Nos encontramos ante una oleada de sensacionalismo mediático que, partiendo de realidades coyunturales o anecdóticas, pretende generalizar una sensación de desarme, impotencia y caos que justificaría la imperiosa necesidad de retomar viejos modelos disciplinarios como única vía hacia la normalidad académica.

Se postula la vuelta a un apolítica de rigor y mano dura en la aplicación de las normas y sanciones en aras de restituir  al profesorado la autoridad que se presupone perdida. Aplicando un  mínimo de rigor crítico a este análisis nos encontramos con graves contradicciones.

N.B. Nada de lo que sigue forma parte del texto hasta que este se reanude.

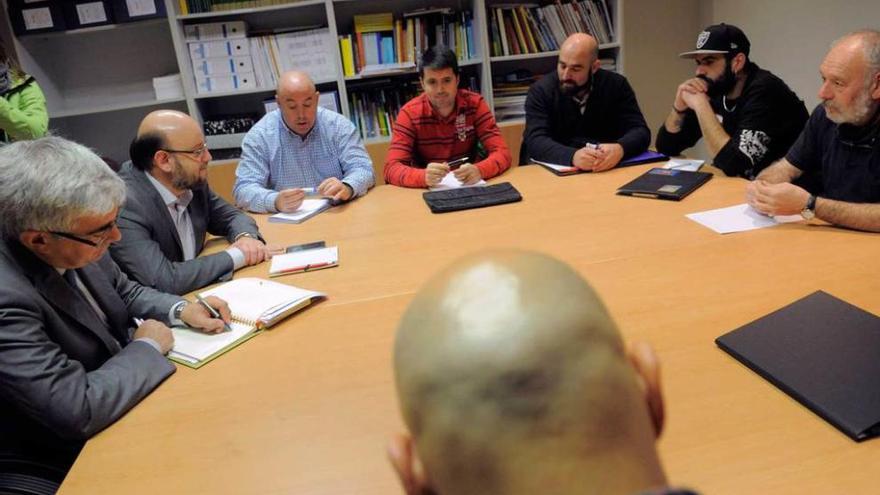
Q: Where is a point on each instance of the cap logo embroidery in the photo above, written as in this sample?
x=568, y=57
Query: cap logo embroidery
x=702, y=39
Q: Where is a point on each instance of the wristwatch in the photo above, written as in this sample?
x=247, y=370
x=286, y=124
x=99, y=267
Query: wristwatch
x=809, y=211
x=178, y=310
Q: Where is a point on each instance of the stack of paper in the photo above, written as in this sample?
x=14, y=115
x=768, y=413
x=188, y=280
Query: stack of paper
x=304, y=261
x=450, y=182
x=308, y=209
x=739, y=218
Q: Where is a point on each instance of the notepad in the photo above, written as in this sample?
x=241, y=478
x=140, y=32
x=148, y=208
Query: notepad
x=308, y=209
x=304, y=261
x=255, y=304
x=642, y=158
x=821, y=351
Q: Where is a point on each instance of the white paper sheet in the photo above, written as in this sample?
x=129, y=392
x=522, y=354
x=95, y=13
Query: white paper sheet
x=450, y=182
x=739, y=218
x=684, y=164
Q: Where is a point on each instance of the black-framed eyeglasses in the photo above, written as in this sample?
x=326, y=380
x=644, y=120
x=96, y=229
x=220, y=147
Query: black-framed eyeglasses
x=196, y=153
x=101, y=234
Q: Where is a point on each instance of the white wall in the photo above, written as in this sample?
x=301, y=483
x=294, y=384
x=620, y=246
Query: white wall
x=790, y=37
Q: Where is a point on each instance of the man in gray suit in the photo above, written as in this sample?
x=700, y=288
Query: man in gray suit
x=72, y=359
x=170, y=208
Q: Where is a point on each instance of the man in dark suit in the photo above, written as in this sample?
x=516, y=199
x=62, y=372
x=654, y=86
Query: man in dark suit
x=170, y=208
x=72, y=358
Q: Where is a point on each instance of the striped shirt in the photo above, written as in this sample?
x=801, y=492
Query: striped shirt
x=421, y=136
x=274, y=158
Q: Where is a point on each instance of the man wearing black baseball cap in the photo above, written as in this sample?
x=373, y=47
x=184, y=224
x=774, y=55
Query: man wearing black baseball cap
x=748, y=116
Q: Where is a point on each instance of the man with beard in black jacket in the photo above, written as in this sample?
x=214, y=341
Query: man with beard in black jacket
x=748, y=116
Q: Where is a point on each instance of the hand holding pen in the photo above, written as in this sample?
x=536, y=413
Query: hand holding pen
x=210, y=314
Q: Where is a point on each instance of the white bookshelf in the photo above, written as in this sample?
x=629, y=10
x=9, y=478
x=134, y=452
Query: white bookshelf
x=98, y=80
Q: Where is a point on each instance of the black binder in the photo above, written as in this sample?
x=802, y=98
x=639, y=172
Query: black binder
x=824, y=353
x=665, y=183
x=465, y=198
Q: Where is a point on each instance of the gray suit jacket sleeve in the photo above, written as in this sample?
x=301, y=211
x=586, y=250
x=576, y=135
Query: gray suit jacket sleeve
x=150, y=250
x=227, y=220
x=37, y=374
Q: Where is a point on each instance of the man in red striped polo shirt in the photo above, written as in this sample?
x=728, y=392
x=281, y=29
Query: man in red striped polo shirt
x=442, y=125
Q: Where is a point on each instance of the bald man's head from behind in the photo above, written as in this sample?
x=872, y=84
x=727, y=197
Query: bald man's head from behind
x=298, y=101
x=512, y=379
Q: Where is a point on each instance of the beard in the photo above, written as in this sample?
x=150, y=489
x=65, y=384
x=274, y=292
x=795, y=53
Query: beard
x=180, y=179
x=723, y=85
x=569, y=88
x=859, y=113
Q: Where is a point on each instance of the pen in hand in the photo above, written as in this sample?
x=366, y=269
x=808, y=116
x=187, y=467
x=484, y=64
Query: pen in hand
x=213, y=312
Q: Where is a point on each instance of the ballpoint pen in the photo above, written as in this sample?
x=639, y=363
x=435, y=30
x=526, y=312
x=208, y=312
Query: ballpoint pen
x=213, y=312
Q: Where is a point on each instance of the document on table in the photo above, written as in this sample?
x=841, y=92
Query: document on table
x=684, y=164
x=308, y=209
x=562, y=169
x=450, y=182
x=739, y=218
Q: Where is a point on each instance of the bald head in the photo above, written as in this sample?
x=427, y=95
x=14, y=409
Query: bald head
x=295, y=82
x=510, y=371
x=578, y=61
x=850, y=92
x=298, y=101
x=167, y=122
x=580, y=46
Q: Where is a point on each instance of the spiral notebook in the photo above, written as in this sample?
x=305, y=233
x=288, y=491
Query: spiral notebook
x=255, y=304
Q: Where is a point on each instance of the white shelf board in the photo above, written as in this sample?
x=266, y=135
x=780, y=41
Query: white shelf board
x=93, y=29
x=527, y=56
x=255, y=10
x=411, y=70
x=98, y=99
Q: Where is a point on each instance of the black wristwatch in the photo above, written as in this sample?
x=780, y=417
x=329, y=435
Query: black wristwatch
x=178, y=310
x=809, y=211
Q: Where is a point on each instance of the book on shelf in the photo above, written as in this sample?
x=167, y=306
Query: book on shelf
x=523, y=28
x=381, y=43
x=255, y=304
x=200, y=6
x=509, y=94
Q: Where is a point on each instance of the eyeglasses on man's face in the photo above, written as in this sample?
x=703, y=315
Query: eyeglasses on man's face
x=96, y=238
x=197, y=153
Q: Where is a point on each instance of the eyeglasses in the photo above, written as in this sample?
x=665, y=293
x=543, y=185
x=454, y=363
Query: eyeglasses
x=196, y=153
x=100, y=235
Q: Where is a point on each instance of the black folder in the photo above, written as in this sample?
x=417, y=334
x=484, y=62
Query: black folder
x=465, y=198
x=824, y=353
x=665, y=183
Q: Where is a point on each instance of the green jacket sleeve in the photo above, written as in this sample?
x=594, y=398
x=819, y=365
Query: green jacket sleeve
x=23, y=113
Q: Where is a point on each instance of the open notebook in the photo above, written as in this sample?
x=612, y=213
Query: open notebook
x=256, y=304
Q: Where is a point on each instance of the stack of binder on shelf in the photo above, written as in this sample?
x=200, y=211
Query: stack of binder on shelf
x=220, y=56
x=509, y=94
x=168, y=87
x=309, y=50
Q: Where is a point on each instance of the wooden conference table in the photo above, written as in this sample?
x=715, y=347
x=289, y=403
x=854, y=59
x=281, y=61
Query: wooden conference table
x=307, y=408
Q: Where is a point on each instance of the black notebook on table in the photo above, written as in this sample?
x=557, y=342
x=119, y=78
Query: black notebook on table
x=665, y=183
x=824, y=353
x=466, y=198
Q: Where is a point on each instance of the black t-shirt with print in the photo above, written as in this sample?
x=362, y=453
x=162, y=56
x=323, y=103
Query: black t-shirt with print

En primer lugar, el supuesto clima de violencia que se encuentra en las aulas es un tímido reflejo de la violencia social y familiar que sufre parte del alumnado, violencia, a veces, potenciada por los modelos culturales dominantes. Parece ingenuo y a todos luces imposible solucionar el problema solamente con el empleo de medidas disciplinarias.

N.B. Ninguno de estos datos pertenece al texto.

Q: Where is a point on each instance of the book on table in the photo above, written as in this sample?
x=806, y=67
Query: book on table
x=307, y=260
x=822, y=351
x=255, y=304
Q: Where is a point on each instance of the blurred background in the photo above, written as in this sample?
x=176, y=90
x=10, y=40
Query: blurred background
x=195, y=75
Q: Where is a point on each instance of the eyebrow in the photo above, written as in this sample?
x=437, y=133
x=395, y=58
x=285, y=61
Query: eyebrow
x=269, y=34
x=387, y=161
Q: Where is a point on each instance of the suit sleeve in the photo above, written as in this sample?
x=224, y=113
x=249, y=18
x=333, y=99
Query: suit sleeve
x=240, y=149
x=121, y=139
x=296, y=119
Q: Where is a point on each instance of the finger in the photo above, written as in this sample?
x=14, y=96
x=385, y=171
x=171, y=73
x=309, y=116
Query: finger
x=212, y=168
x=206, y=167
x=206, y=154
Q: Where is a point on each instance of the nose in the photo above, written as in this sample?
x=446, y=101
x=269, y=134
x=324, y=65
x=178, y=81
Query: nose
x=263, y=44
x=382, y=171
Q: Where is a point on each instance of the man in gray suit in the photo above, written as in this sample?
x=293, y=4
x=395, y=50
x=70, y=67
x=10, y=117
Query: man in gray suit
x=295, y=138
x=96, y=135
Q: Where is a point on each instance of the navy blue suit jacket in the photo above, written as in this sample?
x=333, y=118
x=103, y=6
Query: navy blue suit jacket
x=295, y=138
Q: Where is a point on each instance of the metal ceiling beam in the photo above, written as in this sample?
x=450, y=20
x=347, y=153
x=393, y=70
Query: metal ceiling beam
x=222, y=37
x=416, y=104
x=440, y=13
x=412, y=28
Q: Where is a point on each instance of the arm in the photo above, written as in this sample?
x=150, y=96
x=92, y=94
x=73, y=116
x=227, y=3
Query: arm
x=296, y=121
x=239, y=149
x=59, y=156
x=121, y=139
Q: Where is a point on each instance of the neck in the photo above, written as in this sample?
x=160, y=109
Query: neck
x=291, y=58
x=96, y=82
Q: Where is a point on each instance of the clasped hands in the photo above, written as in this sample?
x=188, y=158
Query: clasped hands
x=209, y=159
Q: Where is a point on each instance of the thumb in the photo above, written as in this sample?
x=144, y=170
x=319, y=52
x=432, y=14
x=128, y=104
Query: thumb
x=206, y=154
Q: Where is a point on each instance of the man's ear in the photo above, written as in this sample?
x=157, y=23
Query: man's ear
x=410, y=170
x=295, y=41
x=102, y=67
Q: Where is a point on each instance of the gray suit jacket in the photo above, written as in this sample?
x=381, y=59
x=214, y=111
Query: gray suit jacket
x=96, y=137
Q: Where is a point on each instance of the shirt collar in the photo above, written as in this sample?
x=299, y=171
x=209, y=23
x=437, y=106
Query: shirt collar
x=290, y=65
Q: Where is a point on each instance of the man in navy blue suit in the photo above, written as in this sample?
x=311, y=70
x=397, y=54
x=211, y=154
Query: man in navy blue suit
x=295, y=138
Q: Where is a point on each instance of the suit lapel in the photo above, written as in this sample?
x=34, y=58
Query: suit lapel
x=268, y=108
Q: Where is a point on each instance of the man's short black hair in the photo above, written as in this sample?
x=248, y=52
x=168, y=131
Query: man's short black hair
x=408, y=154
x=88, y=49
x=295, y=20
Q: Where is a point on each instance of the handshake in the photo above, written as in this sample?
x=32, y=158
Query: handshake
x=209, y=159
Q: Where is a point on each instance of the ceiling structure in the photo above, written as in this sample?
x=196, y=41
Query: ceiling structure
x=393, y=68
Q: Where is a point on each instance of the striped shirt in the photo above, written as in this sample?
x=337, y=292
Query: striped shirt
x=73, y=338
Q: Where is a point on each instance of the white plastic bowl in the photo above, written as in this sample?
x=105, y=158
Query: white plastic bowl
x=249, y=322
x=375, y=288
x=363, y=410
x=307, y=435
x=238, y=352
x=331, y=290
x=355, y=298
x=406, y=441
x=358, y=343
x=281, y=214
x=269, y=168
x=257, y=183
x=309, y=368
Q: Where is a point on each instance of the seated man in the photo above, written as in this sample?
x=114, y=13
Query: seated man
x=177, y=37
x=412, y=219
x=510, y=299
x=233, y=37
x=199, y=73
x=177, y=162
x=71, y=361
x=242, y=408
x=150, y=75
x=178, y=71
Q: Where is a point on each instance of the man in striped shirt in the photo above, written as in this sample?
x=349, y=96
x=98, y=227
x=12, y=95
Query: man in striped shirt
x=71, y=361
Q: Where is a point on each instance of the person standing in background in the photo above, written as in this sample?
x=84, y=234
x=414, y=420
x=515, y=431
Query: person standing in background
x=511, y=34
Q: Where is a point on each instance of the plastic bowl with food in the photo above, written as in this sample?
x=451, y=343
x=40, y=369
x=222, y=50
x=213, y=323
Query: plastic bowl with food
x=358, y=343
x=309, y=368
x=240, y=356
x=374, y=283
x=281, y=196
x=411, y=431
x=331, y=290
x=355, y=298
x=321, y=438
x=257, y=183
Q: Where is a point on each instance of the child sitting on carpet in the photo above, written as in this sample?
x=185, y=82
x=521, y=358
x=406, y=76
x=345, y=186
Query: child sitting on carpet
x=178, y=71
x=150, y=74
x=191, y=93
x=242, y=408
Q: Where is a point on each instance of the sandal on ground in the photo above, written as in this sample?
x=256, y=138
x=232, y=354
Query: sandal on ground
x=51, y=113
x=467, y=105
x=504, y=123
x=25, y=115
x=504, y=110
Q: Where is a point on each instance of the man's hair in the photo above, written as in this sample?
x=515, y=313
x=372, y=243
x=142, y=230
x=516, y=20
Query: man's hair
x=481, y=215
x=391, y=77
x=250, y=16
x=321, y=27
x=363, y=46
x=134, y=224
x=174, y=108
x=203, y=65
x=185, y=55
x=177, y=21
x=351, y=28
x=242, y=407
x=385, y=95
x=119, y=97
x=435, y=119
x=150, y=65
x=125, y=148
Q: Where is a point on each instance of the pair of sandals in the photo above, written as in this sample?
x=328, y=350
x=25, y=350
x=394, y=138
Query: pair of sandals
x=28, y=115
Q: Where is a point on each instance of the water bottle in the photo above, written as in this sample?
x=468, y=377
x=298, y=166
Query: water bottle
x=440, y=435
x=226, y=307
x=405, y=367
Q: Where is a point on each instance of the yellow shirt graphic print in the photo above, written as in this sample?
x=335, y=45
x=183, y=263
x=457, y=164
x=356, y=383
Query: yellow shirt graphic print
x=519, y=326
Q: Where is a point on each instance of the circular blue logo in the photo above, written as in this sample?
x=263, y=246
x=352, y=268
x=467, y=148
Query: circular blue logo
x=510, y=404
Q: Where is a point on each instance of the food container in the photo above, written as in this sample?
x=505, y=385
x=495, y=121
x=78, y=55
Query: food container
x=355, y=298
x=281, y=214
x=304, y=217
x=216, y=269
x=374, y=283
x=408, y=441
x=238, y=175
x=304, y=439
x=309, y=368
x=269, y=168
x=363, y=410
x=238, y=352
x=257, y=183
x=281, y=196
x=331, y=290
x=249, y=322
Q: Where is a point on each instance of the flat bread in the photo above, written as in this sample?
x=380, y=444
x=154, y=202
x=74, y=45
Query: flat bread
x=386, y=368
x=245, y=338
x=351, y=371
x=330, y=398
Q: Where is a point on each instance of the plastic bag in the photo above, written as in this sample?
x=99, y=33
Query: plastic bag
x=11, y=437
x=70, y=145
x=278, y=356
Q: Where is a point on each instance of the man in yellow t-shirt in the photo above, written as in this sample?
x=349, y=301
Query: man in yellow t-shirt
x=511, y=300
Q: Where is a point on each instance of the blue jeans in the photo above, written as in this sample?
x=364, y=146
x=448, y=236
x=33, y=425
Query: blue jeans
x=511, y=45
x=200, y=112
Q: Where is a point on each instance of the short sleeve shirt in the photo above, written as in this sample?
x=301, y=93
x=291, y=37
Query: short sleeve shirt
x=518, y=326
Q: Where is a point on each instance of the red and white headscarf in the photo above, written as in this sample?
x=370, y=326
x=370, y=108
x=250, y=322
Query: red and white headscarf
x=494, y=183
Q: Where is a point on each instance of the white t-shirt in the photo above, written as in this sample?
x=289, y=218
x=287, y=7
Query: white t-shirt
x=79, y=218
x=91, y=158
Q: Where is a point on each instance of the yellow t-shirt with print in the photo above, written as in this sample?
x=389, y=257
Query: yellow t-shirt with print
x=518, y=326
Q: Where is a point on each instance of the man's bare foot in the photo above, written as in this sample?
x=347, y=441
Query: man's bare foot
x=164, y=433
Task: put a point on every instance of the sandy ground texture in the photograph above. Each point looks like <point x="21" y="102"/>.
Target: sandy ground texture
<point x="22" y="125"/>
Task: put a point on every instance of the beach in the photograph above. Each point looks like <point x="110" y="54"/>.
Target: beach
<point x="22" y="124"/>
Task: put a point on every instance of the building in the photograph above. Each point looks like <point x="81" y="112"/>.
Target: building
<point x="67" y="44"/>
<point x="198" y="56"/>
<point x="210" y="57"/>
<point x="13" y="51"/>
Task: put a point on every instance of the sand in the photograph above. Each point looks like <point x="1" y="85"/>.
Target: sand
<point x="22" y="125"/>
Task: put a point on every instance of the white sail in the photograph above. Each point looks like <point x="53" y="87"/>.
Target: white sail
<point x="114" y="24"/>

En segundo lugar, deberíamos convenir que parte de los casos de indisciplina son protagonizados por un porcentaje de alumnado que, anteriormente, estaba marginado del sistema educativo y que con la ESO acceden al mismo. No es fácil encontrar solución a la problemática de estos sectores, cercanos a veces a la delincuencia juvenil, cuando el entorno socio-familiar no responde.

Otro elemento a considerar es la demanda social que se desprende de nuestro actual ordenamiento legislativo, cuando se encomienda al sistema educativo la formación de una ciudadanía crítica y responsable, capaz de analizar la realidad en la que vive para incidir sobre ella transformándola y mejorándola. Y ello se traduce en un mandato de educar e instruir. La triste realidad es que se dedican espacios y tiempos mínimos a la educación, mientras que la casi totalidad de esfuerzos se dedican a una instrucción académica tradicional que no ayuda en las tareas formativas y educativas de la futura ciudadanía.

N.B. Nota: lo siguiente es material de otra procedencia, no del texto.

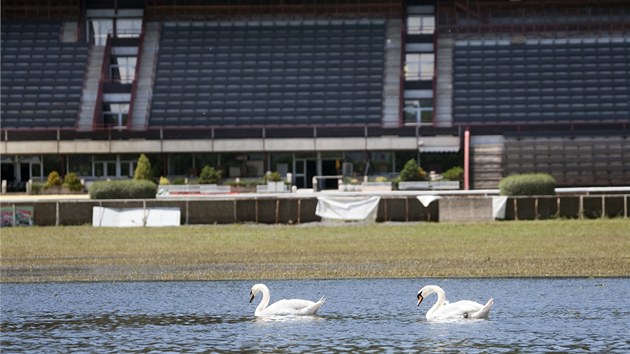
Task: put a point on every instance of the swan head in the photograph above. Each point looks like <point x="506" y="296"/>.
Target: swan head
<point x="255" y="290"/>
<point x="426" y="291"/>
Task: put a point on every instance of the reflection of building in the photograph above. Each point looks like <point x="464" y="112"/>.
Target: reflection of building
<point x="250" y="86"/>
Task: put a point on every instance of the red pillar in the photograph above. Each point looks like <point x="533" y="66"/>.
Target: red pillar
<point x="467" y="158"/>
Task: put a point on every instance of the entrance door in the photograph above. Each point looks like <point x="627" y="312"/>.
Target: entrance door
<point x="329" y="168"/>
<point x="305" y="169"/>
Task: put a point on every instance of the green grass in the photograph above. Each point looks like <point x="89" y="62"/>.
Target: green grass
<point x="511" y="249"/>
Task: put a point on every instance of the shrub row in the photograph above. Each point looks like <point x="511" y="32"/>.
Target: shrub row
<point x="528" y="184"/>
<point x="132" y="189"/>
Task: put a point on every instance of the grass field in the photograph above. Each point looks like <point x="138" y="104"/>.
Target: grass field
<point x="585" y="248"/>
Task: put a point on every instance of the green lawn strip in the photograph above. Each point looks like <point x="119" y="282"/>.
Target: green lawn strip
<point x="497" y="249"/>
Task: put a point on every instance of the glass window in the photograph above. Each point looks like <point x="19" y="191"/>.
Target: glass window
<point x="99" y="29"/>
<point x="128" y="27"/>
<point x="420" y="24"/>
<point x="123" y="69"/>
<point x="419" y="66"/>
<point x="180" y="164"/>
<point x="115" y="114"/>
<point x="417" y="111"/>
<point x="80" y="164"/>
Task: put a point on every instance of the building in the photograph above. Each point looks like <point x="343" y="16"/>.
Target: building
<point x="317" y="88"/>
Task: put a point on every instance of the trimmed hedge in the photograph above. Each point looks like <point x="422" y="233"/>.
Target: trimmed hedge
<point x="132" y="189"/>
<point x="528" y="184"/>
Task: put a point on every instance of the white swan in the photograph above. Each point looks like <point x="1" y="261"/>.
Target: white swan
<point x="442" y="309"/>
<point x="294" y="307"/>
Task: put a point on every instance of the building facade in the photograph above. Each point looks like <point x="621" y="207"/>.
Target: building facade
<point x="316" y="88"/>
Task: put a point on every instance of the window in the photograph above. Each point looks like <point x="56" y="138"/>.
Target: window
<point x="122" y="69"/>
<point x="128" y="27"/>
<point x="99" y="29"/>
<point x="419" y="66"/>
<point x="420" y="24"/>
<point x="115" y="114"/>
<point x="418" y="111"/>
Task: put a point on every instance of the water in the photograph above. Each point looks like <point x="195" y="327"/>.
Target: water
<point x="529" y="315"/>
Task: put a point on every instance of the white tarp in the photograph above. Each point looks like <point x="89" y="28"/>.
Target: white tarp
<point x="428" y="199"/>
<point x="347" y="208"/>
<point x="498" y="207"/>
<point x="130" y="217"/>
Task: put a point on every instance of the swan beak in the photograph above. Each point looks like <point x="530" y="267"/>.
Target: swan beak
<point x="420" y="298"/>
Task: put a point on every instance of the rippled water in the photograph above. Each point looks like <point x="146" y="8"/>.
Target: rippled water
<point x="529" y="315"/>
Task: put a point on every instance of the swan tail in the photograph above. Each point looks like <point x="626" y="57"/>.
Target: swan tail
<point x="485" y="310"/>
<point x="312" y="309"/>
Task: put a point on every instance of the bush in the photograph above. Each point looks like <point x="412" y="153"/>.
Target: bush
<point x="36" y="188"/>
<point x="273" y="177"/>
<point x="134" y="189"/>
<point x="528" y="184"/>
<point x="209" y="175"/>
<point x="143" y="169"/>
<point x="53" y="180"/>
<point x="179" y="181"/>
<point x="454" y="174"/>
<point x="72" y="182"/>
<point x="411" y="172"/>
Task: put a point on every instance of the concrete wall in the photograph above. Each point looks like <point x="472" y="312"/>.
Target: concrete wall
<point x="272" y="210"/>
<point x="466" y="209"/>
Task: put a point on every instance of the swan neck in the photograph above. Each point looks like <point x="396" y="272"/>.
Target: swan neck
<point x="440" y="301"/>
<point x="264" y="302"/>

Finalmente, es innegable que en el actual sistema educativo existen y se aplican normas, faltas y sanciones. Pero el modelo se pervierte cuando su aplicación no va acompañada de una labor educativa y de reflexión sobre las conductas. Si no ponemos en práctica esto último, el agresor acaba sintiéndose víctima y potenciaremos personas resentidas e inadaptadas que se rebelan contra el orden social y académico dominante. La potenciación de las tutorías, la reducción de ratios, la intervención tutorial compartida, la asamblea de aula, de nivel o de ciclo, la implicación de madres y padres, la figura del mediador escolar como mecanismo de resolución de conflictos...son algunas medidas ya experimentadas con éxito. Todas ellas requieren más recursos y financiación; a largo plazo sería más barato, justo y productivo invertir en educación. No está de más recordar al respecto que países como Francia o Alemania nos superan en un 79 y 81% respectivamente en inversión educativa.